Migrant Workers and the Turtle Trade in the Brazilian Amazon at the Turn of the 20th Century

Saturday, January 4, 2020: 8:50 AM
Central Park West (Sheraton New York)
Thaís Sant'ana, University of Illinois at Urbana-Champaign
Between 1860 and 1910, the rapid growth of the Brazilian Amazonian gummiferous economy ignited an extraordinary commercial effervescence and populational growth particularly in today´s Acre, Amazonas and Pará. During the mentioned period, there was an increase in the demand for turtle in Manaus, one of Amazon’s most important urban centers, causing the local government to create and implement new policies to regulate the ever-growing capture of chelonians in the region.

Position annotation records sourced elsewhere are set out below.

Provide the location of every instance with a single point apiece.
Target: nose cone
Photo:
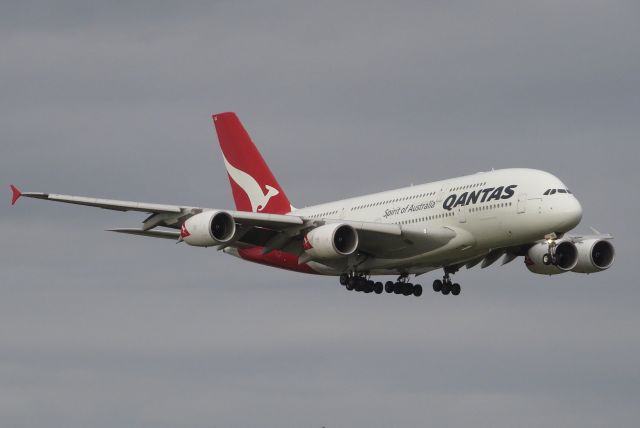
(571, 214)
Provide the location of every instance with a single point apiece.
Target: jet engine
(594, 255)
(208, 228)
(566, 257)
(331, 241)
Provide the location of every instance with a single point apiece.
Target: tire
(378, 288)
(351, 284)
(446, 288)
(388, 286)
(417, 290)
(407, 289)
(368, 288)
(455, 289)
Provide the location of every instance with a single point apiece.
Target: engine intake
(595, 255)
(208, 229)
(331, 241)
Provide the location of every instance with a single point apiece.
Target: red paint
(306, 245)
(275, 258)
(183, 231)
(15, 194)
(240, 152)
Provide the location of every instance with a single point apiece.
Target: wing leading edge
(270, 231)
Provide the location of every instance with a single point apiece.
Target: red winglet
(16, 194)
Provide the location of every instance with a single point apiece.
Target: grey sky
(113, 99)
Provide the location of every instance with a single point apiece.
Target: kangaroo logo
(258, 198)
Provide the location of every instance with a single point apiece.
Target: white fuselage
(487, 210)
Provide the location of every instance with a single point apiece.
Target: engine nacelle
(594, 255)
(566, 255)
(208, 228)
(331, 241)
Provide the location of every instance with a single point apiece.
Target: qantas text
(481, 195)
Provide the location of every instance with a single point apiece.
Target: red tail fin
(253, 185)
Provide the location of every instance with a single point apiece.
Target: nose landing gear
(550, 258)
(446, 286)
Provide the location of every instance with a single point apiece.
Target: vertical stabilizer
(253, 185)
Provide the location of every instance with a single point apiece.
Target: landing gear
(446, 286)
(403, 286)
(550, 258)
(359, 282)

Turtle consumption has been traditionally linked to the culture and subsistence of the Amazonian indigenous peoples. In fact, turtle meat, eggs, shell and oil were present in the everyday life of the Mawé and Tapajó, for instance, for centuries. Nevertheless, this paper explores the role played by caboclo migrant workers engaged with the trade of turtles in shaping socioeconomic and political dynamics taking place in the capital of Amazonas at the turn of the twentieth century. Documents indicate that these migrants resisted the local government attempts to limit the capture of chelonians by promoting a public debate that pondered the place of perspectives on natural resource conservation and cultural tradition within that contemporary regional context of economic cycles of extractivism. This paper focuses on migrant workers involved with the turtle trade, and on the impact of their choices in the socioeconomic development of the city of Manaus throughout the Amazon rubber-boom period.